When we’re wrestling with complex data management problems, prioritization is key. But durability is paramount. The time to recover from a mistake or failure can strike a blow and sometimes even derail an otherwise well structured, executing program. The two factors aren’t mutually exclusive, so why do we get caught in the chasm of indecision and what can we do to avoid choosing one to the detriment of the other? Likely the best mitigation strategy here would be to promote re-usability and ensure that what is built is only built once and shared many times.
This is enabled through semantic construction and sharing, which are design ingredients of NexJ Customer Data Management (CDM). For example, customer profitability requires mapping key customer attributes, costs and revenues to the sources in the organization, such as distributing a cost from the cost center to participating customers. Next we define computation elements that are evaluated and stored for you. The calculation is stored in the model as it would be in Excel. No extra work. No manual labor. No formulas to write.
Once you’ve defined your data requirements, mapped them to the appropriate data source, and defined calculations, you can use the built-in services to re-use that content, expose the metrics to your portal or even build some self-service reporting capabilities from it. This would traditionally be a net new project but, with NexJ CDM, the build work is already done for you. For example, some managers may be interested to know the top 10 most profitable customers in their territory or region.
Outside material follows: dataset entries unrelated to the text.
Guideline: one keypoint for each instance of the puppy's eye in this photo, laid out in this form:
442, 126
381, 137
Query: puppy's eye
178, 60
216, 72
That knowledge can now be served to them from the same model via the corporate portal, embedded into an existing application, exposed to a self-service analysis tool, or distributed by other enterprise reporting methods. And it will be the same content for all managers, the same cost calculation, and the same view. No extra work. No manual labor. No formulas to write.
Advanced analytics is a very popular topic these days, for all the right reasons! Historical data is a key ingredient in that process. Great news: snapshot content is also captured and readily available from NexJ CDM. So any changes that occur over time to the semantic model attributes are detected. Think of this as seeing and preserving changes in an Excel spreadsheet: we save the current version, refresh with the new content, then save the new version. This detection method stores the historical version and the new version of those data elements. And these snapshots can be sent to a database, to a hadoop data store or exported to a flat file. Now you have historical content ready for advanced analytics, predictive modeling or other mathematical algorithms. We can use this to detect patterns of changes in customer and profitability, which is one small step in understanding our customers’ behaviors. No extra work. No manual labor. No formulas to write.
So we defined one semantic data model, like listing columns in an Excel spreadsheet. Next we defined our computations, like creating formula columns in an Excel spreadsheet. With one construction effort, we served the managers’ needs to see their top 10 profitable customers, supported their deeper questioning needs with a self-service report, and defined necessary data for the analytic team to predict changes in profitability.
So, what are you going to do with the extra labor, resources and time?